On the Day After Bin Laden's Death

In mainstream Christian theology, the government has been given "the sword" of justice. The government has now used that sword to eliminate a mass murderer. My feelings are mixed. I am certainly not unhappy that Bin Laden is no longer plotting massacres against innocent people. And I do admit a sense of nationalistic pride in President Obama and our military. But I also find the whole idea of splashing about in the blood of our enemies in a joyous celebration of death (as one of my facebook friends approvingly put it) to be quite macabre to me. The celebration of death just doesn't sound at all like the Jesus I know. When Christ was contemplating the impending destruction of Jerusalem, his heart was broken as he gazed out over the city. "O Jerusalem, Jerusalem, you who kill the prophets and stone those sent to you, how often I have longed to gather your children together, as a hen gathers her chicks under her wings, but you were not willing!" (Luke 13:34 NIV84).

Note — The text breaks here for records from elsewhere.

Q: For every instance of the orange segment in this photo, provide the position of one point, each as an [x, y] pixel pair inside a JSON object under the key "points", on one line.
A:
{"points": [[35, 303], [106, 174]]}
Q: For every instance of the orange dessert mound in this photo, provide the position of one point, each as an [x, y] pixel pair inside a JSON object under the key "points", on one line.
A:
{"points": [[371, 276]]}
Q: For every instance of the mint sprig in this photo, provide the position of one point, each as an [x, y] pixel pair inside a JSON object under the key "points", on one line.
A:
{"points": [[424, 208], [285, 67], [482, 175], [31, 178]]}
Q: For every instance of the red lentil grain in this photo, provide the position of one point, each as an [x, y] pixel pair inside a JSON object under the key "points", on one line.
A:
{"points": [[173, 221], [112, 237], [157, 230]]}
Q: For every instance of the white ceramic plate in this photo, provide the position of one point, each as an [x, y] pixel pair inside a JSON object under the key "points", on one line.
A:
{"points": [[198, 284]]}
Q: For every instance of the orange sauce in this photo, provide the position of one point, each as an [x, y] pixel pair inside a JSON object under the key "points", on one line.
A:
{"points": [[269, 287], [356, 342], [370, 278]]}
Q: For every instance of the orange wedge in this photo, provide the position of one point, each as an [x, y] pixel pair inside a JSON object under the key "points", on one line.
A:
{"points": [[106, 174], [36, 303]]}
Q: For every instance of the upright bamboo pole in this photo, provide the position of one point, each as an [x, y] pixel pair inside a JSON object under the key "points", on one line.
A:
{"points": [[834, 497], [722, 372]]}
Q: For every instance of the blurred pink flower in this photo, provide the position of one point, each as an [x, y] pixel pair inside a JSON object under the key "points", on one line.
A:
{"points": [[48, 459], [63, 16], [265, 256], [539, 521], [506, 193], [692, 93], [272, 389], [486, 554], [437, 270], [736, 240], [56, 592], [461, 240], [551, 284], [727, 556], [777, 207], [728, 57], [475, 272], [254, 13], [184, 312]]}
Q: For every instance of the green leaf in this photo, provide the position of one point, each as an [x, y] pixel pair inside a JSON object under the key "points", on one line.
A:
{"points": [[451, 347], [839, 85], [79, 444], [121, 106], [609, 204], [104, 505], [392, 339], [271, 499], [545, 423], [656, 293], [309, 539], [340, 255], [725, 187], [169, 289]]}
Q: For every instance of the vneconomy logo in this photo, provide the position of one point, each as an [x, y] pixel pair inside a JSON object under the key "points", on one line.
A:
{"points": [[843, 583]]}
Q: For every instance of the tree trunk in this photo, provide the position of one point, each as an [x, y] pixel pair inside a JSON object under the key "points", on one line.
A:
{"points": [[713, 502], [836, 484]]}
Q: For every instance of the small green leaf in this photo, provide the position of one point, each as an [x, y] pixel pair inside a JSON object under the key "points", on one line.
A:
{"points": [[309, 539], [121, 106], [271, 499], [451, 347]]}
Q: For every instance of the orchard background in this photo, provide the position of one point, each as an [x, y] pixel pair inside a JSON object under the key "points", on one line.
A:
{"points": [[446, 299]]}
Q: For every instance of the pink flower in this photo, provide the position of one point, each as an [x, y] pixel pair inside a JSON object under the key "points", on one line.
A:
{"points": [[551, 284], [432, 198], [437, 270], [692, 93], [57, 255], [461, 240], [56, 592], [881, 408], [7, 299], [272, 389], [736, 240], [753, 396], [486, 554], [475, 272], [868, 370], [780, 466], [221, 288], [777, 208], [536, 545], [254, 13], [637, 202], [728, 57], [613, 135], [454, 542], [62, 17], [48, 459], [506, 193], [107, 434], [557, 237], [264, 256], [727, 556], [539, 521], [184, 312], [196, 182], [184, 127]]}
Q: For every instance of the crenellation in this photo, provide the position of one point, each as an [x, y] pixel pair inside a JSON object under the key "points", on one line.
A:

If I am to believe the Scriptures, God does not party when the wicked receive the wages of their sins."‘As surely as I live,' declares the Sovereign LORD, 'I take no pleasure in the death of the wicked, but rather that they turn from their ways and live. Turn! Turn from your evil ways! Why will you die...?'" (Ezekiel 33:11 NIV84).

We are programmed, I think, to rejoice over the deaths of our enemies. I mean, who didn't cheer when Dorothy's house landed on the Wicked Witch of the East? But there comes a point where our adherence to the Red Letters should override our carnal instinct to celebrate death. At least I would hope that such would be true in me. "Bloodthirsty Christian" should be an oxymoron, shouldn't it?

So I wrestle with these issues and emotions, as I'm sure all gospel-observant Christians do, hoping to strike a biblical balance wherein the death of a mass murderer is both a righteous thing and an opportunity for an honest look into my own heart in order to see if the Jesus of the Red Letters is being authentically reflected there.